Caltech researchers have created a nanoscale biological robot from a single strand of DNA, which can carry and deliver molecular cargo according to an article published Thursday in the journal Science.

Lulu Qian, senior author of the paper and assistant professor of bioengineering at the Institute, said that their research would only bear true fruit if it inspired more colleagues to keep working in the field of molecular robotics.

While these DNA robots are not machines in the traditional sense, scientists have been able to engineer them in a way they can act just like any other, since biology and nature did most of the work already.

Are these nanobots truly made out of DNA?

In principle, the robots themselves are not DNA strands designed as the double helix we all know from school but instead are made up of the components that make up their nucleotides.

Some might remember what these are called, either by their initials ATCG or by their actual names adenine (A), thymine (T), cytosine (C), and guanine (G). These usually pair up and form strands like the ones we know, but they can also be manipulated to create other structures.

Nanoscale robots are among those structures, although Dr. Qian points out that these modified bodies of DNA are more like a limp molecule that attaches itself to others as it seeks the cargo it is supposed to transport. It has a leg, two feet, an arm, and a hand to grab molecules.

How do these DNA robots work?

While robots and machines are programmable by means of computer code, scientists rely solely on chemistry to make these DNA robots move around, fetch and deliver cargo to their intended destination across surfaces and, eventually, the body itself.
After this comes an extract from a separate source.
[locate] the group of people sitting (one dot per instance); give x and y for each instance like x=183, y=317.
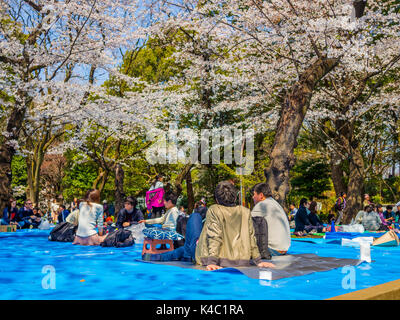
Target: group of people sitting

Using the same pairing principle that we learned in school, specialists are able to drive the robots toward the molecules they want to transport and then direct them to their delivery point.

In order to test this moving mechanism, researchers over at Caltech demonstrated their proof of concept by designing a 58 by 58-nanometer pegboard. They spread different molecules in different pegs, and then the robots get attracted to them due to their chemical composition.

In this way, they can make their way through the board as the robots’ feet zip with their molecular counterparts until reaching the desired molecule they want to carry. The hand “grabs” it and then a different chemical signal stemming from another peg tells them where to put it.

The principle is the same with other molecules and multiple robots can work together to complete tasks faster. Theoretically, such a model could be used to “build” medicine within the body and store it for its eventual release whenever the DNA robots detect a chemical signal that tells them to do so.